CLK_TCK=$(getconf CLK_TCK)
NUM_CPUS=$(nproc)

get_total_ticks() {
    local total=0
    for stat in /proc/[0-9]*/stat; do
        if read -r line < "$stat" 2>/dev/null; then
            rest="${line##*) }"
            read -ra f <<< "$rest"
            ((total += f[11] + f[12]))  # utime + stime
        fi
    done
    echo "$total"
}

# First sample
ticks1=$(get_total_ticks)
time1=$(date +%s.%N)

# Wait
sleep 1

# Second sample
ticks2=$(get_total_ticks)
time2=$(date +%s.%N)

# Calculate
delta_ticks=$((ticks2 - ticks1))
elapsed=$(echo "$time2 - $time1" | bc)

# Percentage of total CPU capacity (all cores)
pct=$(echo "scale=2; ($delta_ticks / ($elapsed * $CLK_TCK * $NUM_CPUS)) * 100" | bc)
echo "CPU usage: ${pct}% of ${NUM_CPUS} CPUs"

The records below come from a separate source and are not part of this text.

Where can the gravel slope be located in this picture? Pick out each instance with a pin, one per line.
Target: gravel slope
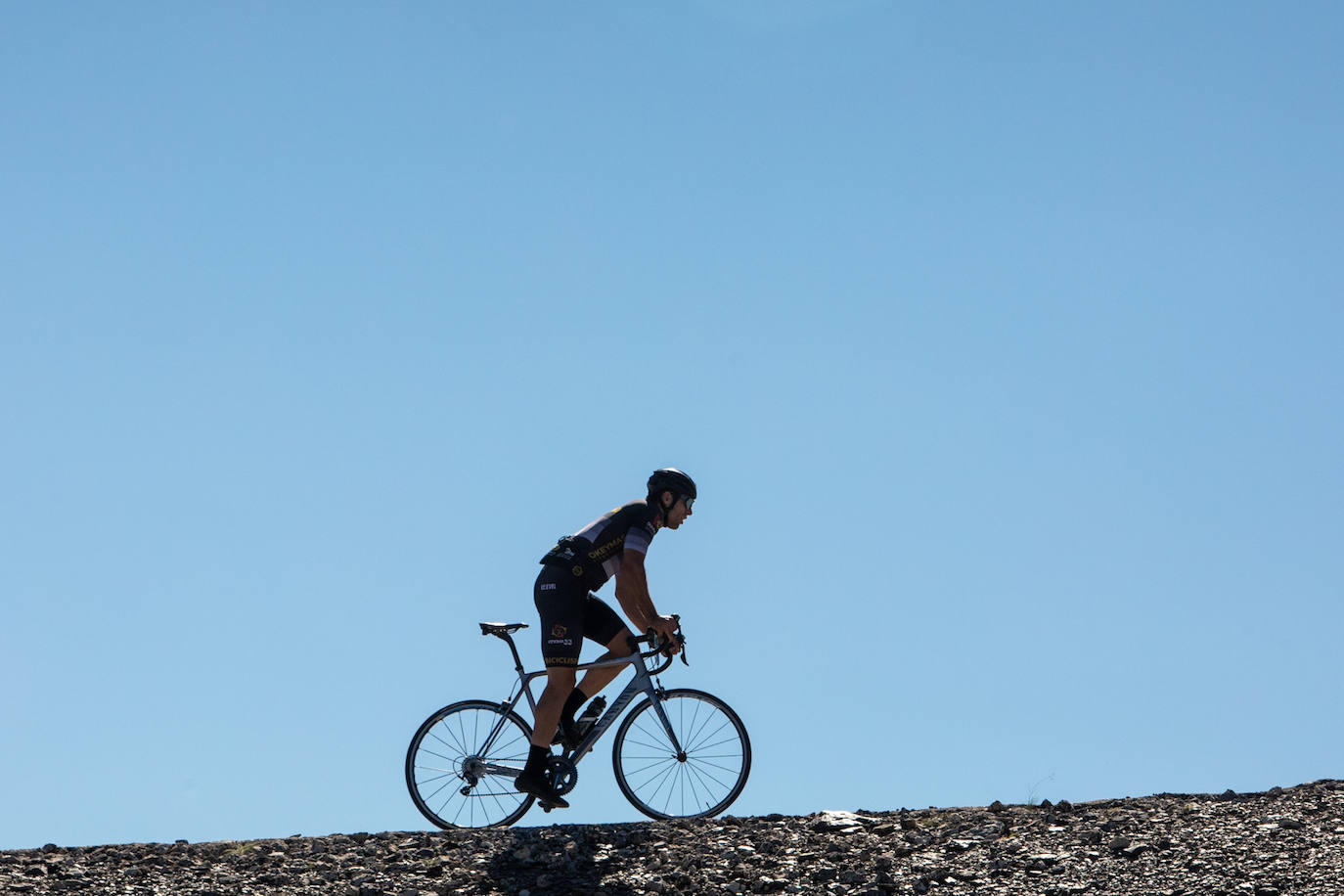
(1271, 844)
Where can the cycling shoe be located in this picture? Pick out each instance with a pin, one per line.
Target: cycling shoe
(541, 787)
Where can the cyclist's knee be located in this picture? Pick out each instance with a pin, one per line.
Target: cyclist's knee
(560, 677)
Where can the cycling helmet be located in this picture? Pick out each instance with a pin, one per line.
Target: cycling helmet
(671, 479)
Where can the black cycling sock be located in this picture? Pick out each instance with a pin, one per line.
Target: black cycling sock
(573, 704)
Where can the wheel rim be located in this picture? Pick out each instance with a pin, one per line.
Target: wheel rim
(703, 778)
(444, 767)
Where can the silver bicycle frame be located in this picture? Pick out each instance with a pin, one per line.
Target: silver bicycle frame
(642, 683)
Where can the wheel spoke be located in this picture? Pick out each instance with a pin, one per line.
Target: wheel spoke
(437, 781)
(700, 781)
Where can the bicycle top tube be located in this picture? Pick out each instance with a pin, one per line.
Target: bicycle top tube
(596, 664)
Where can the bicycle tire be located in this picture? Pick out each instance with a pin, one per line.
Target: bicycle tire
(646, 762)
(439, 758)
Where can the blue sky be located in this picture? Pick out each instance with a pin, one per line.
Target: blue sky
(1002, 338)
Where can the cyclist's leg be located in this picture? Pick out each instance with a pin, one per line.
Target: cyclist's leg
(560, 608)
(601, 623)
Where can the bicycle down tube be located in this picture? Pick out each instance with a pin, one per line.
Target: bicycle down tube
(642, 683)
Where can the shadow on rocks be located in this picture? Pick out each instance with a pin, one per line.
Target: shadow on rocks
(553, 863)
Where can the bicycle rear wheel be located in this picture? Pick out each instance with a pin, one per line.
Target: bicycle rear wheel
(456, 778)
(700, 780)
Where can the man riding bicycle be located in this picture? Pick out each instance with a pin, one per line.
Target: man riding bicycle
(611, 546)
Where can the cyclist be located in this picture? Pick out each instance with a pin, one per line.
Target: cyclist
(611, 546)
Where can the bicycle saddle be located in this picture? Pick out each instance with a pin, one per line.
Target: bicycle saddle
(502, 628)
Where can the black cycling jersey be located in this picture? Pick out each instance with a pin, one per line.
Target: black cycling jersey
(593, 554)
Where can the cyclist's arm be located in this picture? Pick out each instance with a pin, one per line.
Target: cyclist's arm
(632, 591)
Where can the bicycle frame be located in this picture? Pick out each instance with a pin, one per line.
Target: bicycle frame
(642, 683)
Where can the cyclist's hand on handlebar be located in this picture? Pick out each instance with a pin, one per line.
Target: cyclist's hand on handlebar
(665, 629)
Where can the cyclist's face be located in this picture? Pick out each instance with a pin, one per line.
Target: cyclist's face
(676, 516)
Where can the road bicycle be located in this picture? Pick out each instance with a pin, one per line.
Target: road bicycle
(679, 754)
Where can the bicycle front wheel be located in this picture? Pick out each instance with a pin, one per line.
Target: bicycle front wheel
(697, 781)
(461, 766)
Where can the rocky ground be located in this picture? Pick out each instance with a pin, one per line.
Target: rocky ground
(1271, 844)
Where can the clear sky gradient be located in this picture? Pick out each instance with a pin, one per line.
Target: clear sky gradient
(1005, 341)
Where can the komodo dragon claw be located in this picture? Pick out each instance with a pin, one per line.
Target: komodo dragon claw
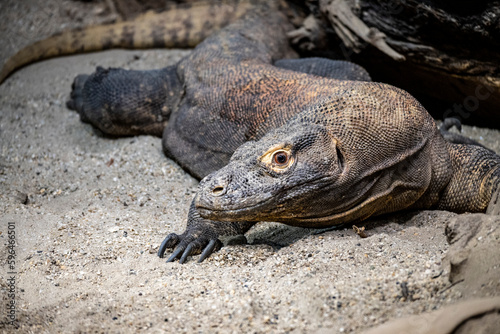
(186, 246)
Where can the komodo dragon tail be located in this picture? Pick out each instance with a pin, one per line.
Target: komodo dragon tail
(182, 27)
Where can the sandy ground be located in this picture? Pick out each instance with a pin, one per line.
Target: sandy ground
(89, 213)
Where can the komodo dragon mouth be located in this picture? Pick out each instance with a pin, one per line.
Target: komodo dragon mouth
(267, 206)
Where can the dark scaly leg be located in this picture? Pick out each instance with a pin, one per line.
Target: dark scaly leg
(456, 138)
(122, 103)
(475, 183)
(335, 69)
(200, 235)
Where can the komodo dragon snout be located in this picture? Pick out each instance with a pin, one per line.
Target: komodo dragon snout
(316, 171)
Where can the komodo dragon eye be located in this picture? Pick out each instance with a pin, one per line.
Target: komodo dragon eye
(281, 158)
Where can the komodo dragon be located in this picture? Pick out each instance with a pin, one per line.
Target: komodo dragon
(306, 142)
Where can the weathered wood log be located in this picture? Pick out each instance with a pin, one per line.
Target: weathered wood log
(447, 54)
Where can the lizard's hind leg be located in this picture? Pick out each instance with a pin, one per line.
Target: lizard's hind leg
(123, 103)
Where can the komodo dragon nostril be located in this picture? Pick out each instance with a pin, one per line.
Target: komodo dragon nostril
(218, 191)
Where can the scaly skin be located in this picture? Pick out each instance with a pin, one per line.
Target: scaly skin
(310, 147)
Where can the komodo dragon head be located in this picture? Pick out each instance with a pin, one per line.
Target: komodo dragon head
(362, 151)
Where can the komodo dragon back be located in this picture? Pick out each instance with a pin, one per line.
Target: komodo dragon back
(184, 26)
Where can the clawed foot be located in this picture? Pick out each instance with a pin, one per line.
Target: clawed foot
(189, 243)
(494, 206)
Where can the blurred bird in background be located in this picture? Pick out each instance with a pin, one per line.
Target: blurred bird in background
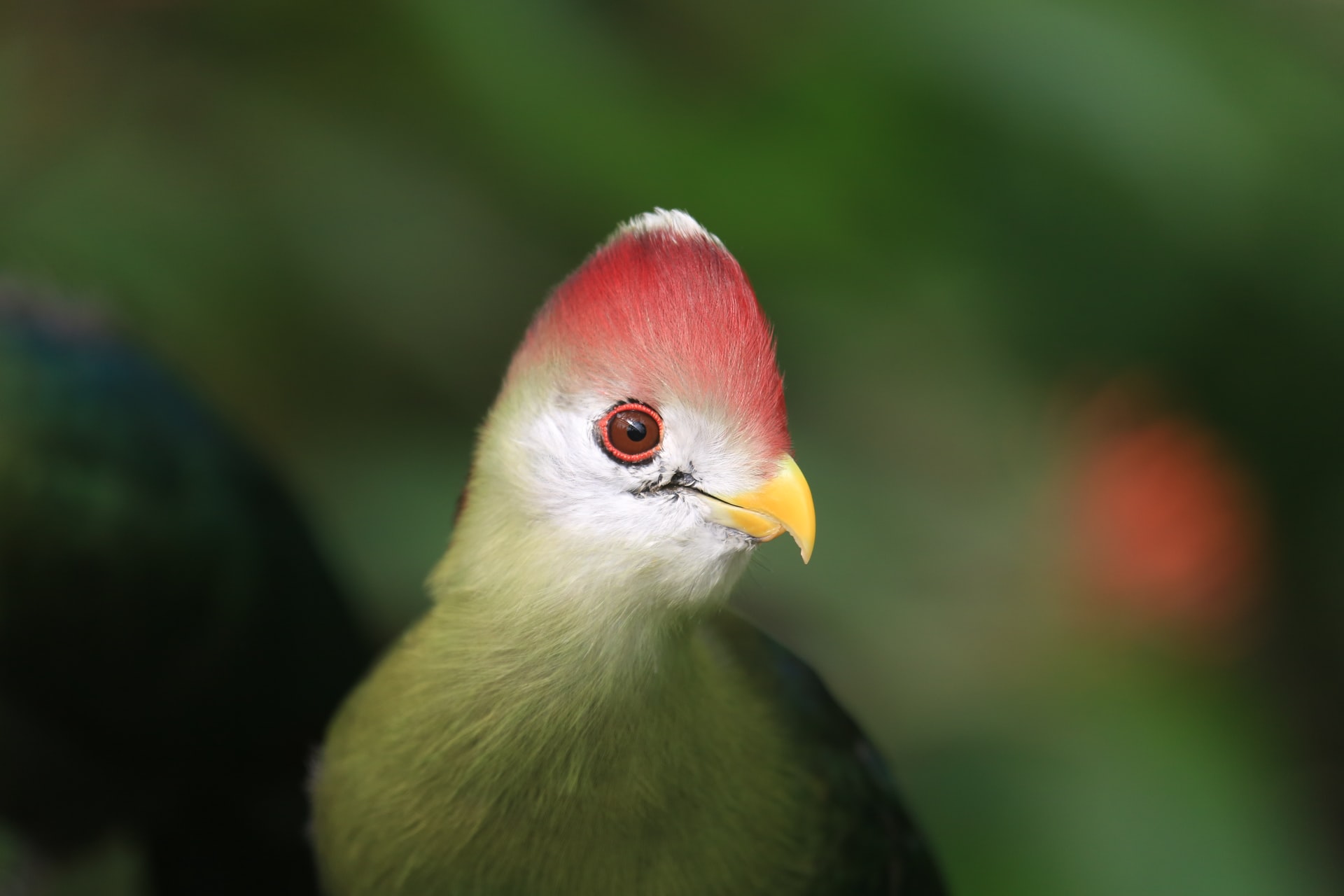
(171, 643)
(1101, 640)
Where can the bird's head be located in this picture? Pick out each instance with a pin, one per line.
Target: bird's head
(640, 441)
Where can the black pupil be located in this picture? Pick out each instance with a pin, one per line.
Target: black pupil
(635, 430)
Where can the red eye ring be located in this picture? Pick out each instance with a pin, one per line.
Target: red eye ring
(636, 418)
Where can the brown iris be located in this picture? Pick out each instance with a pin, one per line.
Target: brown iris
(631, 433)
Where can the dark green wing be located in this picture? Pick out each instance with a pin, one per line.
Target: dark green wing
(171, 643)
(875, 848)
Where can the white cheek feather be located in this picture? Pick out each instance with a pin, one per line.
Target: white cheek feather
(605, 514)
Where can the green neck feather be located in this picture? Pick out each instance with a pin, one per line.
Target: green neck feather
(515, 746)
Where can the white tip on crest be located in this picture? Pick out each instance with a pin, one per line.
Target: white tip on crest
(676, 223)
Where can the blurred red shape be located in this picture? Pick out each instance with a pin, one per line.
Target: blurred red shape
(1166, 520)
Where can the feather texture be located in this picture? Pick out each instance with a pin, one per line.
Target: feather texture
(580, 713)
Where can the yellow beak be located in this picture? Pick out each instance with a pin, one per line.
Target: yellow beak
(784, 504)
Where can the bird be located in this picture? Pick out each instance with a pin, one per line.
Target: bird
(580, 710)
(172, 643)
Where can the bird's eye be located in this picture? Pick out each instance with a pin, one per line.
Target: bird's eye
(631, 433)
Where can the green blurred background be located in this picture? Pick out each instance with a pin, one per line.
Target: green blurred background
(1058, 295)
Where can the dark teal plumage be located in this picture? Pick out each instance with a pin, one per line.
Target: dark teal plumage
(876, 848)
(171, 644)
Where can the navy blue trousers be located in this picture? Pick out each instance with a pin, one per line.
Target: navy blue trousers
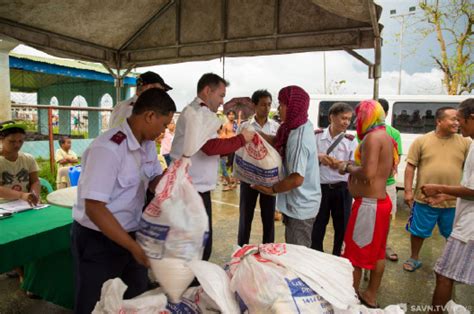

# Percentage as "CPU cores used" (like top's 200% for 2 full cores)
cores_pct=$(echo "scale=2; ($delta_ticks / ($elapsed * $CLK_TCK)) * 100" | bc)
echo "CPU usage: ${cores_pct}% (cores-style)"

Continuous Monitoring

#!/bin/bash
CLK_TCK=$(getconf CLK_TCK)
NUM_CPUS=$(nproc)
INTERVAL=1

get_total_ticks() {
    local total=0
    for stat in /proc/[0-9]*/stat; do
        read -r line < "$stat" 2>/dev/null || continue
        rest="${line##*) }"
        read -ra f <<< "$rest"
        ((total += f[11] + f[12]))
    done
    echo "$total"
}

prev_ticks=$(get_total_ticks)
prev_time=$(date +%s.%N)

while true; do
    sleep "$INTERVAL"

    curr_ticks=$(get_total_ticks)
    curr_time=$(date +%s.%N)

    delta=$((curr_ticks - prev_ticks))
    elapsed=$(echo "$curr_time - $prev_time" | bc)

    pct=$(echo "scale=1; $delta / ($elapsed * $CLK_TCK * $NUM_CPUS) * 100" | bc)
    printf "\rCPU: %5.1f%%" "$pct"

    prev_ticks=$curr_ticks
    prev_time=$curr_time
done

Does this calculation respect cgroup limits?

No, it doesn't. The calculation uses nproc which typically returns host CPU count, not your cgroup limit.

The Problem

If your container is limited to 2 CPUs on an 8-CPU host:

nproc returns 8
Your calculation shows 25% when you're actually at 100% of your limit

Getting Effective CPU Limit

cgroups v2:

# cpu.max contains: $quota $period (in microseconds)
# "max 100000" means unlimited
read quota period < /sys/fs/cgroup/cpu.max
if [[ "$quota" == "max" ]]; then
    effective_cpus=$(nproc)
else
    effective_cpus=$(echo "scale=2; $quota / $period" | bc)
fi
echo "Effective CPUs: $effective_cpus"

cgroups v1:

quota=$(cat /sys/fs/cgroup/cpu/cpu.cfs_quota_us)
period=$(cat /sys/fs/cgroup/cpu/cpu.cfs_period_us)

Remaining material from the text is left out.